Most commonly, carbon fibres are produced from the polymere PAN. After an improved Sohio process which involves an amonoxidation reaction between propene and ammonia, the result is acrylonitrile, which transforms into polyacrylonitrile after polymerisation.

Once this polymer has been produced, the manufacture of carbon fibre can proceed. The first step of the process is to stretch the polymer so that it is parallel to what will eventually become the axis of the fibre. Once this has been done, the polymer is oxidised at 200-300°C in air, which removes hydrogen and adds oxygen to the molecule and forms the basis of the hexagonal structure seen above. The white chain polymer had now become a black ring polymer, that has to be purified by carbonisation. This involves heating the polymer to up to 2500°C in a nitrogen rich environment, which expels impurities until the polymer contains 92 - 100% carbon, depending on the quality required for the fibre. The final stages in the production of carbon fibre involve weaving the fibres into sheets and embedding them in an epoxy resin, also called sizing. The result are sheets of black carbon fibre. A pre-impregnated epoxy resin and an aluminium honeycomb layer, is sandwiched between two layers of carbon fibre.

The first stage of the manufacturing process is to build a solid (computercut) pattern, from which a mold is produced. The molds are constructed by laying a total of 10 layers of pre-impregnated (with resin) carbon fibre on top of each pattern to produce the mold. The production of the mold takes place in several stages, involving vacuum treatments, debulking and heating processes. The mold then has to be thoughroughly cleaned and prepared for use.

The next phase is the actual fabrication, made from sheets of pre-cut, pre-impregnated carbon fibre, which are carefully laid inside the molds. Tooling refers to making the molds and parts used to produce the OCLV Carbon frames. The tooling is based on digital prototypes and all of the TTX tooling was created in-house at Trek’s Advanced Concept Group prototype shop in downtown Waterloo. Both engineers and programmers use robotic CNC machines that carve the molds out of billet aluminum. Mold making is the expensive part of the process. It is thereby vital orientate the carbon fibre sheets in pre determined directions in order to achieve the desired strength. A total of 5 layers of carbon fibre are laid, forming the outer skin of the chassis (to achieve a final, cured thickness of 1mm, a total of 3-4 layers of carbon fibre must be laid down)

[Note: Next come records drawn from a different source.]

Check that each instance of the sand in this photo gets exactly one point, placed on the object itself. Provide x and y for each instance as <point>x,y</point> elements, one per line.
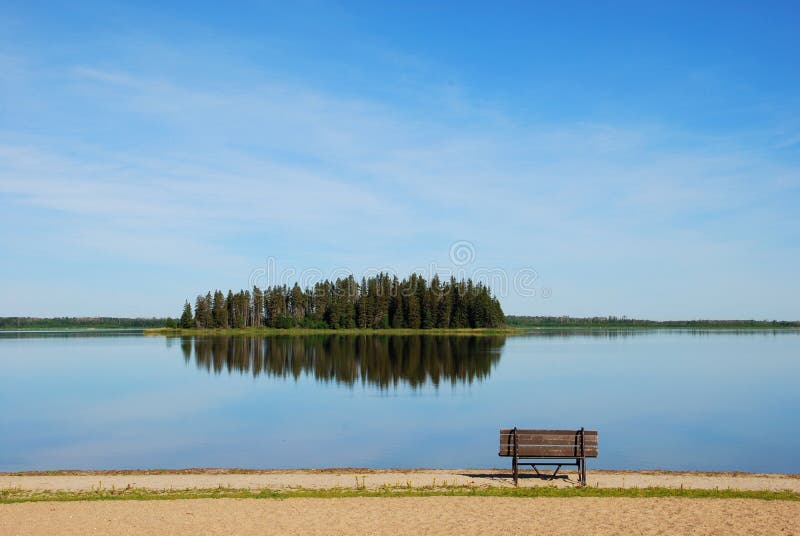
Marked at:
<point>429,515</point>
<point>331,478</point>
<point>398,515</point>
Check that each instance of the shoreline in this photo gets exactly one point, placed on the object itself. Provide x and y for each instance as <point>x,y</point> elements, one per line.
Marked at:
<point>388,480</point>
<point>395,501</point>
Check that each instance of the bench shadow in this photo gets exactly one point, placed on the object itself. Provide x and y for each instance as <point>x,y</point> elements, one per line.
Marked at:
<point>507,476</point>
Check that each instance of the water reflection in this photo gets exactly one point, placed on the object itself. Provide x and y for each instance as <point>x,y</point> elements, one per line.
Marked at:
<point>380,361</point>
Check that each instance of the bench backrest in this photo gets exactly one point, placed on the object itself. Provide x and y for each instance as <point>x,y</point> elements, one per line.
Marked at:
<point>548,443</point>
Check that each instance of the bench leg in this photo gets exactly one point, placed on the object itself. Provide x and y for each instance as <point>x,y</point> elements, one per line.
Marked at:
<point>515,469</point>
<point>581,471</point>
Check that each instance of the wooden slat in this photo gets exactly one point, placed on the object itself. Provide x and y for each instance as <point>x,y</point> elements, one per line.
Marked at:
<point>548,439</point>
<point>554,452</point>
<point>506,431</point>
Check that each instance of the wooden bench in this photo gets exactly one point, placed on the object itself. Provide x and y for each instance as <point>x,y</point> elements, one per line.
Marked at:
<point>548,445</point>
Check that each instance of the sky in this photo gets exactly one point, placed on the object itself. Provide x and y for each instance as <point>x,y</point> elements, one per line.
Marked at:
<point>636,159</point>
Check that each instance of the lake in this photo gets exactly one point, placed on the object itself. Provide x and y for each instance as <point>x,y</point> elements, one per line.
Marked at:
<point>680,400</point>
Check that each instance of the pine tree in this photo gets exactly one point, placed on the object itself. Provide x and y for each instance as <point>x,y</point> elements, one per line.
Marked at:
<point>187,321</point>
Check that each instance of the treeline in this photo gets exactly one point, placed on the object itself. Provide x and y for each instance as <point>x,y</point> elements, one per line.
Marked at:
<point>382,361</point>
<point>378,302</point>
<point>614,321</point>
<point>103,322</point>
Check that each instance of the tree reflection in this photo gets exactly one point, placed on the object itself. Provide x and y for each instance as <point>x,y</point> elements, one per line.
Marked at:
<point>378,360</point>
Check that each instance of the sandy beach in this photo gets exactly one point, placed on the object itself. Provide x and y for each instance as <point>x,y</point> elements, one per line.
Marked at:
<point>375,478</point>
<point>430,515</point>
<point>397,515</point>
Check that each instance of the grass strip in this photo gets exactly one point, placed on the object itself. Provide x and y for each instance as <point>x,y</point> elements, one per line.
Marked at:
<point>14,495</point>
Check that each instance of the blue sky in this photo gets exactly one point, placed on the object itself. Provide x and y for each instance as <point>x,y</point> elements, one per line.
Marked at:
<point>640,160</point>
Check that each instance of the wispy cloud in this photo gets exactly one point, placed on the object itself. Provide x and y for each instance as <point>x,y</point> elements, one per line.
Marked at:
<point>171,168</point>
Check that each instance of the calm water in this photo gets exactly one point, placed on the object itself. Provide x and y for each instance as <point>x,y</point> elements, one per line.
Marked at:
<point>660,399</point>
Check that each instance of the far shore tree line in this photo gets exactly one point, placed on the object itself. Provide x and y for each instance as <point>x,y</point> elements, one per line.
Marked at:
<point>379,302</point>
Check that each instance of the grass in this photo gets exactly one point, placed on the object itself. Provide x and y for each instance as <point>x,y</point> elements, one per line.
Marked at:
<point>16,495</point>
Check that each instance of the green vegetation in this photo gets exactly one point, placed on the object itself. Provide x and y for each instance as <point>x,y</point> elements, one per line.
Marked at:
<point>137,494</point>
<point>19,322</point>
<point>378,303</point>
<point>568,322</point>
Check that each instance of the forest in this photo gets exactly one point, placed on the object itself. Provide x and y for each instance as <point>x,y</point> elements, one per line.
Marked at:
<point>102,322</point>
<point>379,302</point>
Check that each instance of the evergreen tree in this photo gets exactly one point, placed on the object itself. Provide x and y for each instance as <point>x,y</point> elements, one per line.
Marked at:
<point>186,317</point>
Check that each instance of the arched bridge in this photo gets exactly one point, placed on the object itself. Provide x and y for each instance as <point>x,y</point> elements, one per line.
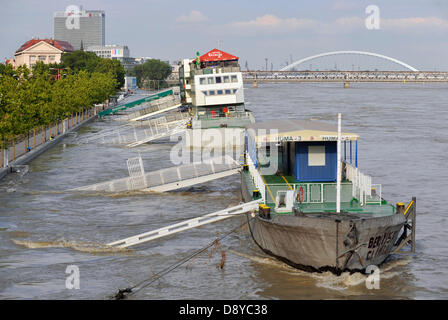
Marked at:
<point>290,73</point>
<point>363,53</point>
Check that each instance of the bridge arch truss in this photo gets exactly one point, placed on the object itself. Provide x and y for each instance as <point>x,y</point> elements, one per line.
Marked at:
<point>298,62</point>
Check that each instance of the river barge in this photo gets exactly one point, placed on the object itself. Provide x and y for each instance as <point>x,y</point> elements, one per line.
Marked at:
<point>318,212</point>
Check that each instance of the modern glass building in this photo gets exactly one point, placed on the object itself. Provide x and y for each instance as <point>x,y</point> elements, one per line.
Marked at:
<point>77,26</point>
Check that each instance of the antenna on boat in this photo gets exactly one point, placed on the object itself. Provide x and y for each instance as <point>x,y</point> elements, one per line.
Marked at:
<point>338,178</point>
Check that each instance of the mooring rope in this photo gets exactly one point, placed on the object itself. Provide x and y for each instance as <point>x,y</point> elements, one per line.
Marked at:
<point>123,293</point>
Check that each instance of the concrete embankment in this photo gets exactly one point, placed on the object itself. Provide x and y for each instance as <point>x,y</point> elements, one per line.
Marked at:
<point>27,157</point>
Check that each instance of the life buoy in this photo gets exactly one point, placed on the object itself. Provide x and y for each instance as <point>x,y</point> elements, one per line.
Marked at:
<point>300,194</point>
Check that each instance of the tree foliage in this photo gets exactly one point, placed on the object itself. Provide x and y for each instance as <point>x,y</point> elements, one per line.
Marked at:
<point>151,70</point>
<point>29,100</point>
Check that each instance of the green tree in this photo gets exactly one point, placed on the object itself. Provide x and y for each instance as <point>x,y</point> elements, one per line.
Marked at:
<point>151,70</point>
<point>114,67</point>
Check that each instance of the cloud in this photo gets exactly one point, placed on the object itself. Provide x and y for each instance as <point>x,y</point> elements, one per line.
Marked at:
<point>426,23</point>
<point>194,16</point>
<point>271,24</point>
<point>272,21</point>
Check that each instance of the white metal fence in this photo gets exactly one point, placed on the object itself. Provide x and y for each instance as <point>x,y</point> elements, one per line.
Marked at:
<point>139,180</point>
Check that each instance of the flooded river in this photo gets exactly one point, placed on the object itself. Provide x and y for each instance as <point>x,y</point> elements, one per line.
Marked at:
<point>43,228</point>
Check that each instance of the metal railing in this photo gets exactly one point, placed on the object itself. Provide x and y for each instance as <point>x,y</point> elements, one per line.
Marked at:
<point>313,192</point>
<point>257,178</point>
<point>35,138</point>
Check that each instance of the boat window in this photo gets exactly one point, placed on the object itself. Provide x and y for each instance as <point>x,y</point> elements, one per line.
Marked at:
<point>316,156</point>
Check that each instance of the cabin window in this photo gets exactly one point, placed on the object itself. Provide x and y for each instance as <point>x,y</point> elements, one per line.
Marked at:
<point>316,156</point>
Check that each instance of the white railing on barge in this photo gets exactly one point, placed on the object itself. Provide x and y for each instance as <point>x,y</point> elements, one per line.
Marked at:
<point>257,179</point>
<point>362,185</point>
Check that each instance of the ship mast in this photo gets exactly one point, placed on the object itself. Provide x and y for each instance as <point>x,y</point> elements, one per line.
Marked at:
<point>338,179</point>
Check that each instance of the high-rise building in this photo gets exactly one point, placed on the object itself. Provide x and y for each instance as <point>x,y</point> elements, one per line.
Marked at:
<point>79,27</point>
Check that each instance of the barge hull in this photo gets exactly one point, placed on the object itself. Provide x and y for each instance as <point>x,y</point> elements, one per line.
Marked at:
<point>326,241</point>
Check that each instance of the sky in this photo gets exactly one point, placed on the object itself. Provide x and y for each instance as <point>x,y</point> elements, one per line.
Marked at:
<point>412,31</point>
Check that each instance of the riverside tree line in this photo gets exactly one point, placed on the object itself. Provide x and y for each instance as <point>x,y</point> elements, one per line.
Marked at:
<point>52,92</point>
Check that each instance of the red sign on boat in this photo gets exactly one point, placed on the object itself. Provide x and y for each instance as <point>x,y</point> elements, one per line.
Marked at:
<point>217,55</point>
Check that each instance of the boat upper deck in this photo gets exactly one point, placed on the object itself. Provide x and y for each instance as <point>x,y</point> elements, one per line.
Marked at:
<point>319,198</point>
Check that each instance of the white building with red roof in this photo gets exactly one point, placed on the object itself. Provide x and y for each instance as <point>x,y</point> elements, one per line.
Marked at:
<point>44,50</point>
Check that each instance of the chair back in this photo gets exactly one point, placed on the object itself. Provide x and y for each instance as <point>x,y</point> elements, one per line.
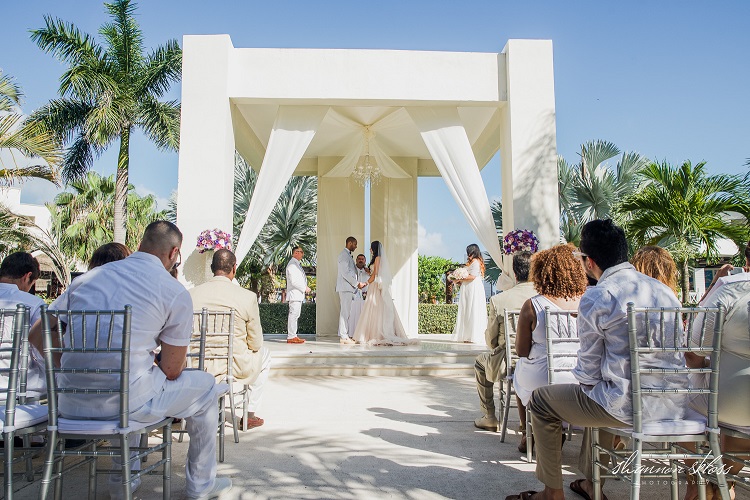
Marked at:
<point>216,328</point>
<point>561,334</point>
<point>510,321</point>
<point>14,358</point>
<point>659,337</point>
<point>95,356</point>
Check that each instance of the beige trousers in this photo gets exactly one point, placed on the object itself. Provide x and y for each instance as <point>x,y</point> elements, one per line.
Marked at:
<point>552,405</point>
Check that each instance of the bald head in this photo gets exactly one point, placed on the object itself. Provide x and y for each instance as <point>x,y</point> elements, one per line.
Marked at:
<point>162,239</point>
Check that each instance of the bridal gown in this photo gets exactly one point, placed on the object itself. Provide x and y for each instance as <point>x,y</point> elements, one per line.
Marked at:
<point>471,321</point>
<point>379,323</point>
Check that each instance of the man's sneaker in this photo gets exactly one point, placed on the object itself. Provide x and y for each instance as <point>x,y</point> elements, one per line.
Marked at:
<point>487,423</point>
<point>221,486</point>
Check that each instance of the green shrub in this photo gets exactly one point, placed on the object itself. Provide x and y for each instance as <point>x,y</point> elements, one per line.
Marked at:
<point>273,318</point>
<point>437,318</point>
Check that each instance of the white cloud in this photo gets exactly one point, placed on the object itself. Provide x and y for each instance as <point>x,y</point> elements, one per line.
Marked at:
<point>431,243</point>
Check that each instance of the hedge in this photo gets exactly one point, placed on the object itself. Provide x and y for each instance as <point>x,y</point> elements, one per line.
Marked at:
<point>437,318</point>
<point>433,318</point>
<point>273,318</point>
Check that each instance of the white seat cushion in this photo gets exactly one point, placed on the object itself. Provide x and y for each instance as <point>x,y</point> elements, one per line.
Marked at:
<point>98,427</point>
<point>26,415</point>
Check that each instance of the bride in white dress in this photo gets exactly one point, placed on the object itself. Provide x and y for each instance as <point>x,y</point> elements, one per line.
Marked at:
<point>379,323</point>
<point>471,321</point>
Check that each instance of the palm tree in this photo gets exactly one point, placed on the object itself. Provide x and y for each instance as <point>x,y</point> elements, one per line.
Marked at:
<point>683,208</point>
<point>591,189</point>
<point>82,218</point>
<point>107,92</point>
<point>24,137</point>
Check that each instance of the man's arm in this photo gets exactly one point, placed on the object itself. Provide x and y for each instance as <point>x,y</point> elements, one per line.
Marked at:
<point>172,360</point>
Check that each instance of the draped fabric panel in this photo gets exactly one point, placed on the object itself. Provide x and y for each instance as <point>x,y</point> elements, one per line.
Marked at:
<point>448,144</point>
<point>293,130</point>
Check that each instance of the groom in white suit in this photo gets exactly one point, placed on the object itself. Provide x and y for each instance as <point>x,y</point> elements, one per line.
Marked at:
<point>346,285</point>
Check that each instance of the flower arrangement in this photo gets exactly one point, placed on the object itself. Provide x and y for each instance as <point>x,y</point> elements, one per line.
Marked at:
<point>459,274</point>
<point>213,239</point>
<point>520,240</point>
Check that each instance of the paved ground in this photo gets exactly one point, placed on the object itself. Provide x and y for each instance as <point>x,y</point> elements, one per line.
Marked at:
<point>369,438</point>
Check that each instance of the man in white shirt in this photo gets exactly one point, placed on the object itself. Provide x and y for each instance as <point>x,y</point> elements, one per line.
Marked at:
<point>18,273</point>
<point>489,367</point>
<point>363,274</point>
<point>346,285</point>
<point>603,398</point>
<point>296,288</point>
<point>162,317</point>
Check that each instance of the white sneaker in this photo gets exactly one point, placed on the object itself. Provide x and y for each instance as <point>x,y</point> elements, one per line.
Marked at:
<point>221,486</point>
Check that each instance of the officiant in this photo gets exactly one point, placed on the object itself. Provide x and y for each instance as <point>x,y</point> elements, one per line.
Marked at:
<point>363,274</point>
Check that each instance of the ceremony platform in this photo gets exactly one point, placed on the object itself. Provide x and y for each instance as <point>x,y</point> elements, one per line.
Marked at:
<point>435,355</point>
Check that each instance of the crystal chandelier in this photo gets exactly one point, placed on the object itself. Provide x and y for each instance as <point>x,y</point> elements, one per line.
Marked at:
<point>366,172</point>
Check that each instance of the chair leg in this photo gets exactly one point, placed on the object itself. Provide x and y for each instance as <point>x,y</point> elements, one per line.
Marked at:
<point>166,455</point>
<point>8,438</point>
<point>506,410</point>
<point>234,416</point>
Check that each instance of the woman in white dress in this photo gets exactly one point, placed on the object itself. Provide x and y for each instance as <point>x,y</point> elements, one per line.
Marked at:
<point>379,323</point>
<point>560,280</point>
<point>471,321</point>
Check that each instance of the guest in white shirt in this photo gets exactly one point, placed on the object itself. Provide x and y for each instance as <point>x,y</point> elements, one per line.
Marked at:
<point>296,288</point>
<point>18,273</point>
<point>162,316</point>
<point>603,397</point>
<point>363,274</point>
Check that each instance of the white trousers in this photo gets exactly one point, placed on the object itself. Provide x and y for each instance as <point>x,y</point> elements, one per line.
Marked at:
<point>295,309</point>
<point>346,307</point>
<point>191,396</point>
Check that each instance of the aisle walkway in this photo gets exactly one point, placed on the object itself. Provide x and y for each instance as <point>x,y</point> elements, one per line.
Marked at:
<point>369,438</point>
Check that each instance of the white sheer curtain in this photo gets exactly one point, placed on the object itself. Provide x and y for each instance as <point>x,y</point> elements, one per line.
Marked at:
<point>293,129</point>
<point>446,140</point>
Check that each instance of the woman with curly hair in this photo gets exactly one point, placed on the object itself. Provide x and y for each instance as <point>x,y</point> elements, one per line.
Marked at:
<point>658,263</point>
<point>559,279</point>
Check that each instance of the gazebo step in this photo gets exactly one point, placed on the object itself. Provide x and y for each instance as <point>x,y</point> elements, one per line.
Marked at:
<point>434,355</point>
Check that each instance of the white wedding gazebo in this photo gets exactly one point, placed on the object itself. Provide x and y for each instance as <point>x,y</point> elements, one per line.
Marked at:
<point>323,112</point>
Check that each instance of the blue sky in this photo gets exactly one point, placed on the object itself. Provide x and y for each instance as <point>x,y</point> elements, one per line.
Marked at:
<point>668,79</point>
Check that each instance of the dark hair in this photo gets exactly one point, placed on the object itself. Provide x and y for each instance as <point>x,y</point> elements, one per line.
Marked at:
<point>223,261</point>
<point>521,266</point>
<point>18,264</point>
<point>375,247</point>
<point>556,273</point>
<point>605,243</point>
<point>109,252</point>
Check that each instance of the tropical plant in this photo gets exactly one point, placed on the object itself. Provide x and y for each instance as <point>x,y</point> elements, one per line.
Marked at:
<point>82,219</point>
<point>292,222</point>
<point>683,208</point>
<point>591,189</point>
<point>27,138</point>
<point>107,92</point>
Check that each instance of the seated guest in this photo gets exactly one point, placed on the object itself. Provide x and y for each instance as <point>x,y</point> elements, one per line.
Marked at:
<point>162,316</point>
<point>252,361</point>
<point>18,273</point>
<point>560,281</point>
<point>603,397</point>
<point>658,263</point>
<point>489,367</point>
<point>733,292</point>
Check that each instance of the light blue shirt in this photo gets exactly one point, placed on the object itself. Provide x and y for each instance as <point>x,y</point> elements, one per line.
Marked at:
<point>604,357</point>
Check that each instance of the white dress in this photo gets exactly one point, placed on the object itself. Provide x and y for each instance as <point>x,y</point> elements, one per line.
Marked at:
<point>531,372</point>
<point>471,321</point>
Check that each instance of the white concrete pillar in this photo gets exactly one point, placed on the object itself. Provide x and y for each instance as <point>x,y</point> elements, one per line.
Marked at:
<point>205,181</point>
<point>393,222</point>
<point>341,213</point>
<point>528,143</point>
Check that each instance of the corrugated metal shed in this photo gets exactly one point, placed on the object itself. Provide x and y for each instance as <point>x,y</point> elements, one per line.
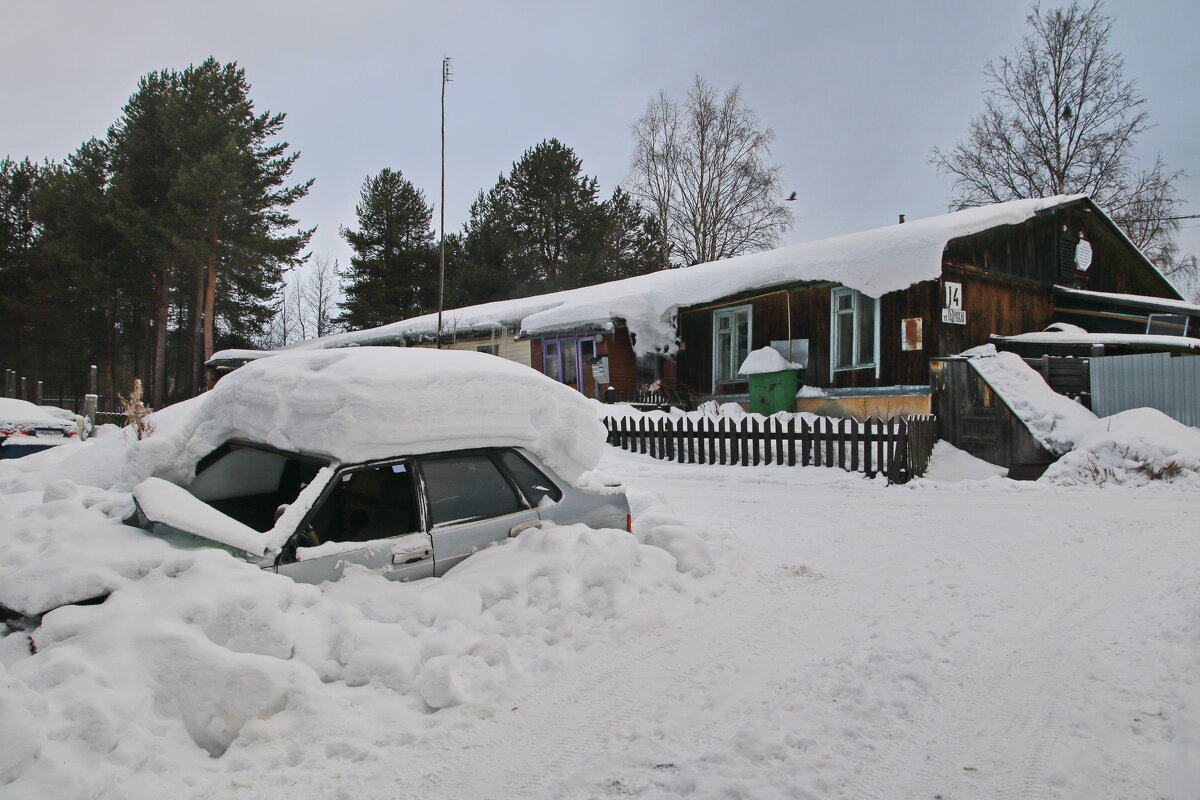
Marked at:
<point>1153,380</point>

The next stage of the process is to cure the carbon fibre in an autoclave. This exposes the carbon fibre to a number of temperature / pressure cycles according to the specific requirements of the materials and components being processed. During this treatment, the resin impregnated in the carbon fibre flows into the surrounding fibres and is activated, thereby curing the carbon fibre. Once the outer skin has been cured and cooled down, a honeyomb layer of aluminium is fixed onto the outer skin by a sheet of resin to ensure the materials stick stongly together. The chassis panel then returns to the autoclave for curing. After having cooled down again, one more layer, consisting of a number of pre-impregnated carbon fibre sheet is placed on top the existing skin, and again treated in the autoclave for a final time.

Trek invested millions of dollars and 15 years in perfecting their patented OCLV carbon fibre technology process. If there are any air bubbles in the laminate, these create voids (air pockets within the structure) or weak spots. According to Trek, the approved aircraft industry spec for carbon laminate is under 2% voids. Trek OCLV frames average fewer than 1% voids.